ABOUT NEW YORK CITY CYBER COMMAND
New York City Cyber Command (NYC3) is committed to protecting City systems that provide vital services to New Yorkers from cyber threats, and helping residents become safer in their digital lives.
As the organization defending the largest municipality in the country, NYC3 is charged with directing citywide incident response, setting citywide cybersecurity policies and standards and working with city agencies to strengthen their cyber defenses.
The mission of the NYC3 is to Prevent, Detect, Respond and Recover from cyber threats against the data and infrastructure of the City of New York, in collaboration with public and private sector partners.

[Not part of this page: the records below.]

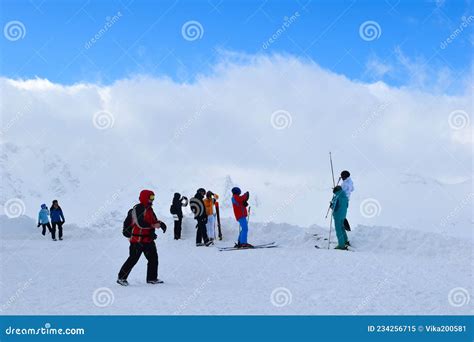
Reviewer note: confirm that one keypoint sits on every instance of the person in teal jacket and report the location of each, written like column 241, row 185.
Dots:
column 339, row 205
column 43, row 218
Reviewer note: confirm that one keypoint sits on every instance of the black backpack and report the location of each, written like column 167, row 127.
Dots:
column 128, row 225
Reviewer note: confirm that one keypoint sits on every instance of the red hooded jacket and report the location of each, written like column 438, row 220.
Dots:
column 238, row 204
column 142, row 231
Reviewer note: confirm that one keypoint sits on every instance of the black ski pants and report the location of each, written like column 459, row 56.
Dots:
column 136, row 250
column 46, row 225
column 177, row 228
column 60, row 230
column 201, row 232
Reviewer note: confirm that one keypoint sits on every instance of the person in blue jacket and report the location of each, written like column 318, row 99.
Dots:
column 43, row 218
column 57, row 219
column 339, row 206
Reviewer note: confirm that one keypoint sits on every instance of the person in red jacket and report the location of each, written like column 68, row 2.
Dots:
column 239, row 203
column 144, row 223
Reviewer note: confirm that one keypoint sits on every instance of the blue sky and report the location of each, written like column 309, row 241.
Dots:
column 146, row 38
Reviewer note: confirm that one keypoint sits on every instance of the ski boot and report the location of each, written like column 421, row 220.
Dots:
column 122, row 282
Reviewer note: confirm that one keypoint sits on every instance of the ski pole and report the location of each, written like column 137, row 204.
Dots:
column 332, row 171
column 334, row 185
column 330, row 229
column 327, row 213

Computer Emergency Response Team (CERT) Analysts within NYC Cyber Command perform many critical functions within the Threat Management discipline. As a CERT Analyst, you will work closely with the CERT, Security Operations Center (SOC), Counter Threat Automation (CTA) team, and Cyber Intelligence team on triaging, responding, remediating and recovering from high severity incidents involving over 140 agencies of the City of New York. The spring intern will assist in incident response projects to improve the detection and response capabilities of the city.

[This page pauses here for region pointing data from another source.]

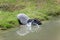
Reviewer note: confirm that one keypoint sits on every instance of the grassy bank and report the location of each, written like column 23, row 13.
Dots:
column 42, row 9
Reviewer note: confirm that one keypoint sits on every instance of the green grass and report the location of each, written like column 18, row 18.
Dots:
column 43, row 10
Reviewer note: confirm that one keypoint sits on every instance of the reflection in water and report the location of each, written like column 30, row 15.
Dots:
column 50, row 30
column 24, row 30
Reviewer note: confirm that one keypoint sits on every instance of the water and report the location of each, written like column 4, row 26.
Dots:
column 25, row 29
column 50, row 30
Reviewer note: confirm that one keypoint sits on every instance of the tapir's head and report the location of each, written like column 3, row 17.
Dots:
column 35, row 21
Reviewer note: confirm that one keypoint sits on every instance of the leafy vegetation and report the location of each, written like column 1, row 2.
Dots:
column 41, row 9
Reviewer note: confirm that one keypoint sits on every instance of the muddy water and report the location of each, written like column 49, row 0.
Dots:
column 50, row 30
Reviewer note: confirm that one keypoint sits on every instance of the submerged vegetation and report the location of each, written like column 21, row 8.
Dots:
column 41, row 9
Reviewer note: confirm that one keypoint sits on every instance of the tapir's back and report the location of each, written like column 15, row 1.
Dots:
column 23, row 18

Responsibilities will include:
Build detection rules with the log management solution to alert on anomalous behavior indicative of a malicious threat actor.

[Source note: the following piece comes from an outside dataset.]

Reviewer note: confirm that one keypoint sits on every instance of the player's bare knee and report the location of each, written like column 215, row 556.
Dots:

Deliver recommendations and actions to improve the detection, escalation, containment and resolution of incidents.
Maintain knowledge of the current security threats and actors and their relevance to the City by monitoring reports and intel sources.
Build metrics utilizing a data security approach to gain insight into attacks and responses to incidents within the City of New York.
Assist in root cause analysis of high severity incidents.
Work with NYC3 Data Sciences team to ensure accuracy of the alerts being generated from their machine learning algorithms in relation with the threats observed and correlation.
An active knowledge of current trends in computer security, software/hardware vulnerabilities.
A general knowledge on security fundamentals and an inquiring mind.
An active interest in current security research.
Knowledge in network analysis, host analysis and IDS/IPS technology.
Experience reviewing and correlating logs from various sources.
Familiarity with Cyber Kill Chain, MITRE ATT&CK techniques.
Due to the ongoing COVID-19 pandemic, this opportunity will be remote. The internship is unpaid and interns must show proof of eligibility for academic credit or funding from their institution or authorized third party. The length of this internship will be no longer than 12 weeks.